The subconscious is a curious thing. The more people repress their impulses, the deeper the impulses go into the subconscious and grip people at the roots. Sometimes they return without people being aware of them.
Hon Hai Precision Industry Co founder Terry Gou (郭台銘), who last week threw his hat in the presidential ring, seems to have a hard time grappling with his pro-China complex. His mannerisms and remarks betray his subconscious at every turn.
At a news conference last week at which he announced his intention to run, Gou said: “I implore the people of Taiwan to give me four years. I promise that I will bring peace to the Taiwan Strait for the next 50 years.”
“The Democratic Progressive Party [DPP] has been in power for more than seven years, and it has brought the danger of war to Taiwan,” he added.
Taiwanese presidents serve a four-year term, and a maximum of two terms, so the longest he could be in office would be eight years. It would be reasonable for Gou to promise to bring peace for a four or eight-year period, but that he dares to promise “50 years of peace” is either overblown or based on a secret deal with China.
It is an interesting coincidence that Gou promised 50 years, not 10 or 100. Use of the number 50 was a Freudian slip. It harks to the promise that former Chinese leader Deng Xiaoping (鄧小平) once made to Hong Kong as part of the “one country, two systems” arrangement that guaranteed Hong Kong’s economic and political systems would not be changed for “50 years.”
Of course, China has proved that its “50 years, no change” promise was a joke. Only 23 years have passed and Hong Kong has gone from “one country, two systems” to become “one China, one system.”
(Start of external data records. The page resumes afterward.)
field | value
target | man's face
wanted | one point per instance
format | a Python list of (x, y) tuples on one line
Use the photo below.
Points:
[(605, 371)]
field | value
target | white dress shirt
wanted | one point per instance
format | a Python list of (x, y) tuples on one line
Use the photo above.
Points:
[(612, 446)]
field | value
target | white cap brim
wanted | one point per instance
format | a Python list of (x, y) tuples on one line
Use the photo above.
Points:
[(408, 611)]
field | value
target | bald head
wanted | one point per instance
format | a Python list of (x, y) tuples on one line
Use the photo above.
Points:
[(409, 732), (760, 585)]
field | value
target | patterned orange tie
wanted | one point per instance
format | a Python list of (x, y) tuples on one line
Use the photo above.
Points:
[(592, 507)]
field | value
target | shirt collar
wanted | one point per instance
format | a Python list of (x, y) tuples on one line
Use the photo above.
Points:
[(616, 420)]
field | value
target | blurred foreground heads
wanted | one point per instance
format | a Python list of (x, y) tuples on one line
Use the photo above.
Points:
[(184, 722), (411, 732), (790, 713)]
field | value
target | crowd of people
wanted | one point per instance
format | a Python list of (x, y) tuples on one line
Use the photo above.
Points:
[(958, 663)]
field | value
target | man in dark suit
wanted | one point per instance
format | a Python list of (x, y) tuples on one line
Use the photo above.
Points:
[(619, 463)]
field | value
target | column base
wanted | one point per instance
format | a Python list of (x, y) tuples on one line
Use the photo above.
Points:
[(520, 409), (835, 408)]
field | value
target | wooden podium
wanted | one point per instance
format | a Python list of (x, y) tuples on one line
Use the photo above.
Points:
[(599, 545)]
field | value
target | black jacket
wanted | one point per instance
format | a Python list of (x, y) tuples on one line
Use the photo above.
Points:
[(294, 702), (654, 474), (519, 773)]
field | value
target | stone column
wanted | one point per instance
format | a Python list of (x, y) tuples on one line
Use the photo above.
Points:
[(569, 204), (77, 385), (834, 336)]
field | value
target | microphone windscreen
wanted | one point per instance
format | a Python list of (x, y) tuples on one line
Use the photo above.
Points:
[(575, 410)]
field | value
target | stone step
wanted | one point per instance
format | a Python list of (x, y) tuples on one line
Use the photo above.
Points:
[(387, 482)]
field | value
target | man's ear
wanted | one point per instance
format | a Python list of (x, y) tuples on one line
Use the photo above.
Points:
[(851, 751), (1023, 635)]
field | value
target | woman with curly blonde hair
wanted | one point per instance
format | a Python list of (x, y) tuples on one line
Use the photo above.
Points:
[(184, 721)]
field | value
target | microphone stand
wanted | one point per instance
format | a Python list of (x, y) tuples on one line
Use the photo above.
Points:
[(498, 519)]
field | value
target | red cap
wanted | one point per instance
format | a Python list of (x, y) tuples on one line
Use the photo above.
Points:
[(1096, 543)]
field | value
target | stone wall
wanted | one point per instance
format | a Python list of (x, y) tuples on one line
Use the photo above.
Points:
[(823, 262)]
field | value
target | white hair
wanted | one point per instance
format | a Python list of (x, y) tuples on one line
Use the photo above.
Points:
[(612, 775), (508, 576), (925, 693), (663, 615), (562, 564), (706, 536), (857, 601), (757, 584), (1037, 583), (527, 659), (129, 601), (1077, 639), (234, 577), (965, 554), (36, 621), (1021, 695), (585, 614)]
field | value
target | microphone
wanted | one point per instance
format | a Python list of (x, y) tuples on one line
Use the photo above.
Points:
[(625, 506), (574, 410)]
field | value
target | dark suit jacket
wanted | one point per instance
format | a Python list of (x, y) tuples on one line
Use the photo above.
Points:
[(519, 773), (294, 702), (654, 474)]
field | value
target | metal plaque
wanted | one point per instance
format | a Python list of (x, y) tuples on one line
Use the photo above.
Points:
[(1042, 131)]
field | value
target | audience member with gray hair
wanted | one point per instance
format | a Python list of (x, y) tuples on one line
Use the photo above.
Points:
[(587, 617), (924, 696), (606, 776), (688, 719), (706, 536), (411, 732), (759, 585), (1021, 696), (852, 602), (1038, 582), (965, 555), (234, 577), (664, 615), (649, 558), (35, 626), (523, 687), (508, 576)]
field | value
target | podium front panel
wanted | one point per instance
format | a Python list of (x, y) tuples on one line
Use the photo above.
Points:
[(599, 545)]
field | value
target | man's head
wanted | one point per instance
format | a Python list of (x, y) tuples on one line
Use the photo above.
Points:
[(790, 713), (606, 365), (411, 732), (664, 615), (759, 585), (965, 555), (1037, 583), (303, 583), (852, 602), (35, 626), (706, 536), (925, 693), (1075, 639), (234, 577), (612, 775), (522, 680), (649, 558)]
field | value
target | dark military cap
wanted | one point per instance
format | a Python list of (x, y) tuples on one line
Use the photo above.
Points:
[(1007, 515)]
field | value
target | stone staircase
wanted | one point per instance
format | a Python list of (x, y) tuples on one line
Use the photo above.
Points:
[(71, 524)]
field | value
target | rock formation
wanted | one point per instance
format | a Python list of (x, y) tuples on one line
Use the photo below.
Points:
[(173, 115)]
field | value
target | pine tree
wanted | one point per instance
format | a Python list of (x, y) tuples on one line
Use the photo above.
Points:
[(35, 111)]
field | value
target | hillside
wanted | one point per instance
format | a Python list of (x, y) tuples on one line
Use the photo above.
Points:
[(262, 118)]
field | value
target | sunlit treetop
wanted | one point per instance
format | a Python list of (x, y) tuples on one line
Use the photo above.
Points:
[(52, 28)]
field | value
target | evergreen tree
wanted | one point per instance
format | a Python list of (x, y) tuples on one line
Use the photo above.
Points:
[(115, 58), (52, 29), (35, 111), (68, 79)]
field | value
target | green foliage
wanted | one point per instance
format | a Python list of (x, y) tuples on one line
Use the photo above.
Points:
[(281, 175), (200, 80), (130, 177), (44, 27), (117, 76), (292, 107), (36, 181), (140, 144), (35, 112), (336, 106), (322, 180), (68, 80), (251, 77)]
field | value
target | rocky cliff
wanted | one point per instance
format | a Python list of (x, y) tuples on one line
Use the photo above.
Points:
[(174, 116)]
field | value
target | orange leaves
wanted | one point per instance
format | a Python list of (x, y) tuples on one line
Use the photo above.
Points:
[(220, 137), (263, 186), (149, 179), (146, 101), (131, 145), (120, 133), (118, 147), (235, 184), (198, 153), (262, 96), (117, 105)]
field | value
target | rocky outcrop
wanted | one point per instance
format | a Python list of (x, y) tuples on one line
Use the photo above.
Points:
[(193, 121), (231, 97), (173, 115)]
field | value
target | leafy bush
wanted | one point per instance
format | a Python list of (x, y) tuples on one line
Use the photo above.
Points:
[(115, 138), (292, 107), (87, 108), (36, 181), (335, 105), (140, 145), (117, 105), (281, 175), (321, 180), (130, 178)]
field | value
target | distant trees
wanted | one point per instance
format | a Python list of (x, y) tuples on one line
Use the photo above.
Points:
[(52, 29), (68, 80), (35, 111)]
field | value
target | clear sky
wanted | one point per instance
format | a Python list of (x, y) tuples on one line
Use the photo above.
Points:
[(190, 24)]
After all, the Chinese Communist Party would not have earned such notoriety if it had not repeatedly gone back on its peace deals with its frontier regions, such as Inner Mongolia, Xinjiang and Tibet. Instead of peace and autonomy, the regions got genocide, oppression and concentration camps.
On other issues, to address Taiwan’s plummeting birthrate, Gou proposed a pet policy.
“Give birth to a child and I will let you raise one more pet,” he said, according to a translation by Formosa TV. “A cat, a dog. Give birth to two, and I will let you adopt two more.”
Taiwan’s declining birthrate is a serious national security issue, while pets can make people feel good.
However, to put childbirth and pets on the same level and use them in such a policy is absurd.
Moreover, people can have as many pets as they like, as long as they register them, keep an eye on them while in public, clean up their waste, and do not abandon or torture them.
Perhaps Gou thought that if he were elected president, he could become like Chinese President Xi Jinping (習近平) and turn Taiwan into an autocratic country, where he calls the shots and that the right to own pets would reside with him, not the people.
According to his logic, people would need Gou’s permission to have a pet, and if Gou orders that people have one, they would not be allowed two.
If he is already indicating that he would put his tentacles into pet ownership, it would not be long before Taiwan became an autocratic country if he were elected.
Gou’s habit of parroting China’s party line, such as blaming the DPP for causing cross-strait tensions, is apparently to pander to the overbearing Beijing government instead of preparing for war to counter China.
Perhaps in Gou’s subconscious, he is not running for president of Taiwan, but chief executive of the “Taiwan region.”
Chang Kuo-tsai is a retired associate professor of National Hsinchu University of Education.